Hace un par de meses cuando revisaba las películas de Nicholas Ray para escribir su dossier, en una de las escenas de Relámpago sobre el agua, Wim Wenders decía: "En el taxi, camino del aeropuerto, me planteé una pregunta: ¿Desde qué temprana edad yo había deseado morir? O quizá no morir, sino experimentar la muerte. Experimentar la muerte sin morir...".
Yo experimenté la muerte a una edad muy temprana, recuerdo caminar entre los panteones de la mano de mi abuela los domingos grises. Recuerdo las fotos de las lápidas, en muchas aparecían rostros de niños rodeados por ángeles, y siento aún la hendidura provocada por el roce de la piedra de las tumbas en mis dedos. Recuerdo la presencia constante de mi abuelo muerto como un fantasma omnipresente. Siendo demasiado pequeña comprendí que la muerte no era cosa de viejos, y ese descubrimiento me convirtió en una vieja prematura de siete años que había experimentado la muerte sin morir muchas veces. Era y sigo siendo como el pájaro cantor, sorprendida de estar viva cada mañana.

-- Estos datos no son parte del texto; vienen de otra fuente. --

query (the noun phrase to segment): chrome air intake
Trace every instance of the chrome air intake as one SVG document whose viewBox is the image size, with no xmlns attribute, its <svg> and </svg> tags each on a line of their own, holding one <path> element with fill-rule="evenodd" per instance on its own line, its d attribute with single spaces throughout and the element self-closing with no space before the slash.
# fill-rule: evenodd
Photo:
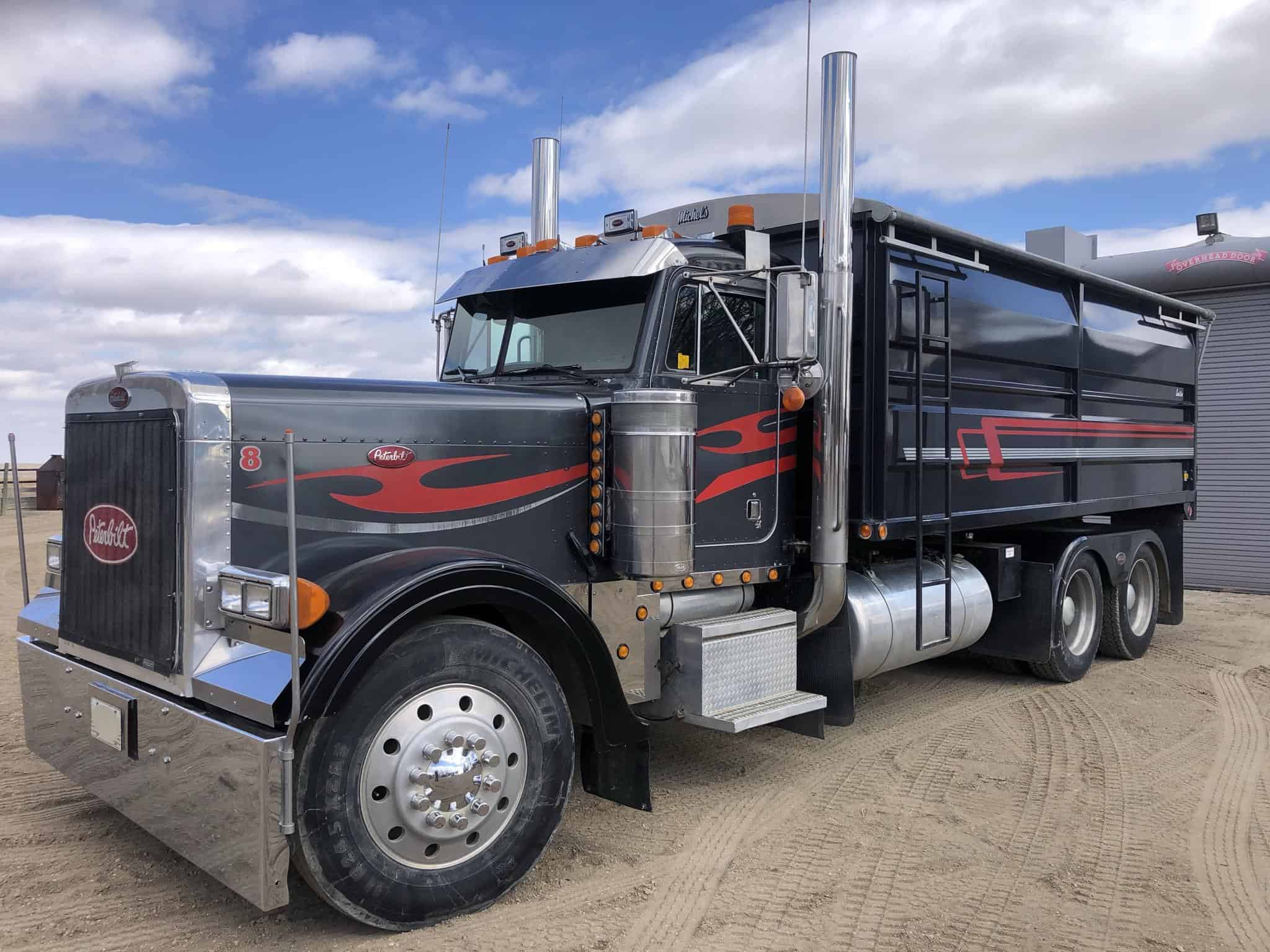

En Restless el director juega con la muerte, se apodera de ella y de toda la parafernalia que la rodea, aquella que tanto criticaba Nate Fisher en el capítulo piloto de A dos metros bajo tierra (Alan Ball, 2001). Gus Van Sant se apodera también de toda la angustia y el dramatismo que sin duda hay detrás de toda pérdida para enseñarnos, recordarnos más bien, que la vida se vive. Después de Gerry (2002), Elephant (2003) y Last Days (2005), la llamada trilogía de la muerte, que se alargó también en Paranoid Park (2007), Gus Van Sant nos ofrece una película que se erige como un revulsivo que desprende optimismo y felicidad. Aquellos a los que nos gusta Gus Van Sant (los que perdonamos hasta el remake de Psicosis) probablemente nos acercamos con cierto temor a la película, porque el director ha basculado durante toda su carrera, entre las incursiones en el cine más comercial (donde siempre ha conservado su impronta) y el cine totalmente experimental. Pese a ello, creo que es justo decir que Gus Van Sant es el más autor de todos los directores estadounidenses de su generación, y el que más se ha liberado de la gracia formal para mirar al futuro del cine. Esta nueva película es el eje entre ese cine sometido a la industria y la experimentación.
Restless cuenta una pequeña historia de amor donde Enoch (Henry Hopper) se enamora de Annabel (Mia Wasikowska), una enferma terminal a la que le quedan pocos meses de vida. Él es un joven traumatizado por haber sobrevivido a la muerte de sus padres en un accidente. Permaneció en coma durante meses y eso le impidió acudir al funeral y poder despedirse de ellos. Este hecho le ha dejado anclado en un punto sensorial entre la vida y la muerte, tanto que el fantasma de Hiroshi Takahashi (Ryo Kase), un piloto japonés kamikaze muerto durante la Segunda Guerra Mundial, lo acompaña. Atormentado por el accidente de sus padres, Enoch acude a todos los funerales que puede, en uno conoce a la chica: pelo corto a lo Jean Seberg, ademanes andróginos, ropa de segunda mano, y su nombre Annabel parece anunciar su tragedia. La fragilidad que desprenden, sobre todo él, su estética decimonónica pero actual, convierte la película de Gus Van Sant en un alegato romántico totalmente atemporal. Enoch parece fascinado con la muerte, es como un personaje de Jean Lorrain, inserto en el decadentismo francés.Annabel, en cambio, es fuerte y está llena de vida, le encanta leer a Charles Darwin, y está totalmente alucinada con un pájaro cantor que cree morir cada vez que anochece, y que a la mañana cuando sale el sol, se sorprende de seguir viviendo, y entonces entona una bella canción.
Enoch y Annabel pasean juntos el tiempo que a ella le resta, sus cuerpos en la pantalla son siluetas estilizadas, como fantasmas perfilados con tiza. Toda esta sencillez, esta economía de la imagen culmina en una escena preciosa durante la noche de Halloween. En esta escena Enoch, vestido de kamikaze japonés, y Annabel, vestida de geisha, se persiguen por un bosque, haciendo hincapié en esa atmósfera etérea como de sueño que acompaña a toda la película. Una historia de cementerios y sobre la muerte, contada sin estridencias, sin excesos.La vida, parece decir Gus Van Sant, es asomarse al tiempo. Ambos protagonistas parecen aceptar las reglas del juego. Al ritmo de las canciones de los Beatles, de Nico y Sufjan Stevens, pasean su historia de amor, el vínculo que se establece entre ambos, es la posibilidad para Enoch de superar su trauma, la oportunidad para decir adiós y, por qué no, una manera sosegada de abandonar este mundo.